Yemeni forces, backed by the Saudi-led coalition

 Yemeni forces, backed by the Saudi-led coalition, seized control of Khokha region on the Red Sea, 122km south of Hodeida city, after fierce clashes with Iran-backed Al Houthi militants, security and military officials said on Thursday.

Abu Zara’a Al Mouhrrami, the commander of Yemeni forces battling Al Houthis in the Red Sea areas, said in a statement on Thursday that his forces stormed Khokha, the first major coastal spot in Hodeida province after killing and injuring dozens of Al Houthis.

Taking advantaging of a growing anti-Al Houthi sentiment after their ruthless killing of ousted president Ali Abdullah Saleh, Yemen’s Ministry of Defence announced on Wednesday resuming a major push, that began earlier this year, to purge Al Houthis from major coastal posts on the Red Sea including the strategic city of Hodeida.

Photos circulated on social media on Thursday showed armed soldiers flashing victory signs as a convoy of armed vehicles crossed into Khokha. Before storming Khokha, government forces seized control of a strategic mountain and a road that enabled them to cut off Al Houthi military supplies to the battlefield.

Commenting on the military significance of Khokha, Colonel Abdu Basit Al Baher, the deputy spokesperson of the Military Council in Taiz, told Gulf News that the liberation of Khokha would enable government forces and the Saudi-led to circle Hodeida from land and sea and would increasingly secure the shipping route of the Red Sea from Al Houthi missile or boat attacks.

“Many Al Houthi-driven suicide boats which target ships in the Red Sea sail from areas like Khokha,” Al Baher said. “Taking control of Khokha would also help stem the flow of Iranian arms to Al Houthis as the area is known for being an entry point for arms.”

The Ministry of Defence says that the final stage of the current offensive would see the liberation of Hodeida city, the last coastal area under Al Houthis and an important source of finance to rebels’ coffers. The Saudi-led coalition said last month that an Iranian-made missile fired by Al Houthi militants that targeted Riyadh was smuggled through Hodeida seaport.
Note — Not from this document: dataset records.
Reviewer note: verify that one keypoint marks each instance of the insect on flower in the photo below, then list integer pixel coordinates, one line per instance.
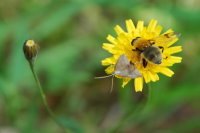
(141, 53)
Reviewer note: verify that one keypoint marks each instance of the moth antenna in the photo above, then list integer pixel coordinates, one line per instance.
(103, 76)
(111, 89)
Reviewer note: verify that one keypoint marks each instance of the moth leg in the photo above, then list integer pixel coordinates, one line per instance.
(161, 48)
(144, 62)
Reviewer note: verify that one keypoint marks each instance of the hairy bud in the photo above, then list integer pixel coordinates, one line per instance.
(30, 49)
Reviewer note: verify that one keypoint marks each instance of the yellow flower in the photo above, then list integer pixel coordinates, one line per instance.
(129, 42)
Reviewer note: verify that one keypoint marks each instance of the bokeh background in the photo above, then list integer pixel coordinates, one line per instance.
(70, 34)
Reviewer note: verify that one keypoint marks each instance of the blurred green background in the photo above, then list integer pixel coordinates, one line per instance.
(70, 34)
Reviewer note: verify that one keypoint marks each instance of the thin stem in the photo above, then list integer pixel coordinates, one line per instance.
(44, 97)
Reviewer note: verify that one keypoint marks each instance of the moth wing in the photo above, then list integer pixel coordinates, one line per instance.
(125, 69)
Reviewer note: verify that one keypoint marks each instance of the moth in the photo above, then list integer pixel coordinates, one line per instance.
(123, 68)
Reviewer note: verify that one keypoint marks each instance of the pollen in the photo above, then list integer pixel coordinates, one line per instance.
(132, 42)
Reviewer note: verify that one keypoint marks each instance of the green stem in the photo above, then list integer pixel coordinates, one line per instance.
(44, 97)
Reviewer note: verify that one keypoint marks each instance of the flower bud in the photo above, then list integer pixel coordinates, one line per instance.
(30, 49)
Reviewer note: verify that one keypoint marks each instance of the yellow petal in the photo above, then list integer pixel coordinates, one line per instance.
(174, 59)
(151, 25)
(138, 84)
(110, 69)
(154, 77)
(125, 81)
(166, 71)
(146, 77)
(118, 30)
(108, 61)
(158, 30)
(130, 26)
(109, 47)
(111, 39)
(173, 50)
(140, 26)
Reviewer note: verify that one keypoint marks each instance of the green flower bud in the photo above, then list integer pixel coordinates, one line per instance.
(30, 49)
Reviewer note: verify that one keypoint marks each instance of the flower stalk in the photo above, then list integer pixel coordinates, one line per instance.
(30, 51)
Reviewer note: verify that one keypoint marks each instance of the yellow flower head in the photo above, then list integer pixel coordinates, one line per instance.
(148, 52)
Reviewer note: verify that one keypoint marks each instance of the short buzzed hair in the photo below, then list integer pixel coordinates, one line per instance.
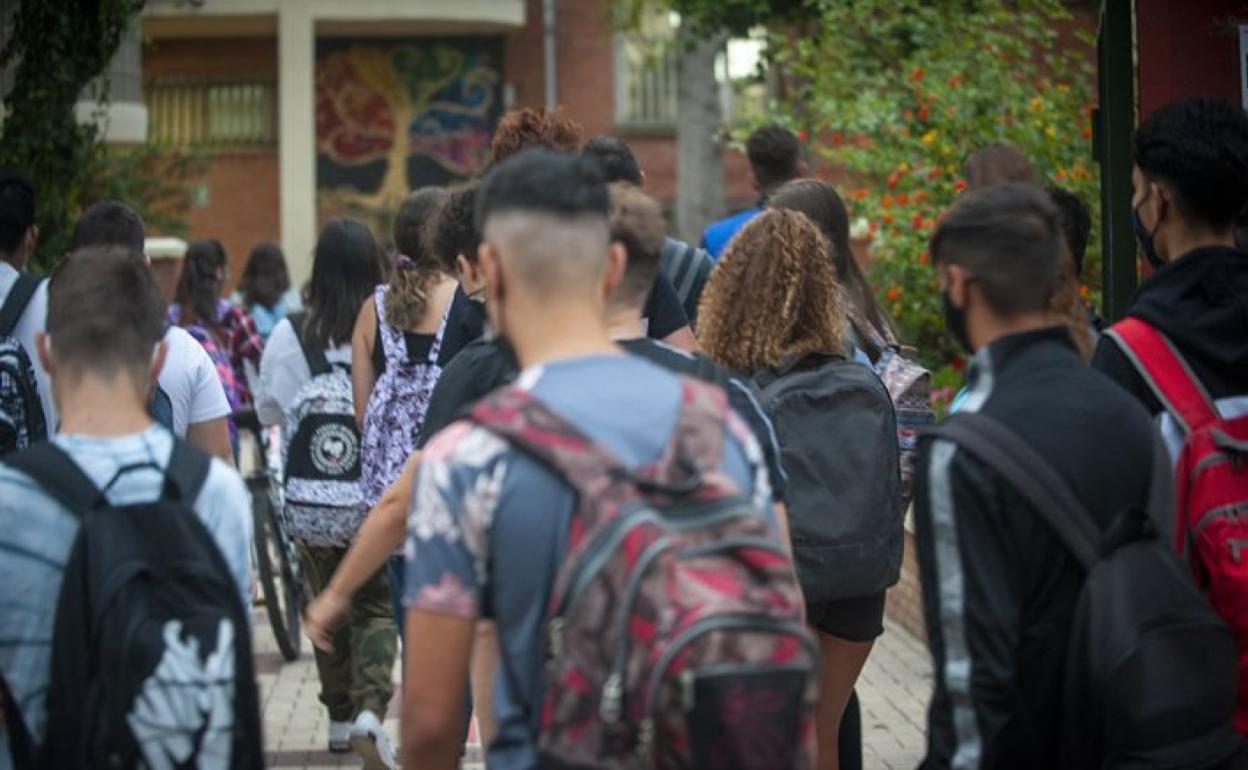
(110, 224)
(90, 330)
(1009, 237)
(547, 212)
(638, 225)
Military experts say that the offensive has succeeded in preventing Al Houthis from launching attacks on military or civilian ships in the Red Sea. The Saudi-led coalition launched a military campaign in Yemen to shore up the internationally — recognised government and put an end to the militants’ rapid military expansion. Government forces are now in control of almost of 80 per cent of Yemeni land but Al Houthis still control main population centres and their northern stronghold of Sa’ada.

In the same context, Amid a Houthi onslaught on Saleh loyalists, over thousand officers loyal to Yemen’s former president Ali Abdullah Saleh — who was shot dead on Monday — were killed by the Iran-backed rebels, the same group that killed Saleh.

“Maj Gen Mahdi Makwalah and Maj Gen Abdullah Dhabaan were executed last night by the rebels,” a prominent member of Saleh’s General People’s Congress (GPC) party told The National in a telephone call on Wednesday morning.

“Makwalah was executed after being surrounded in Al Sawad military camp, one of the strongholds of the Republican Guard located in the south of Sanaa. He surrendered after a fierce battle with the rebels, who executed him.”

Meanwhile, the party official, who spoke on condition of anonymity, said that Dhabaan was killed in the Rimah Hamid military camp in the east of the Yemeni capital.

“The camp was considered the biggest military base of Saleh,” said the source. “The rebels detained and killed him after taking over the camp.”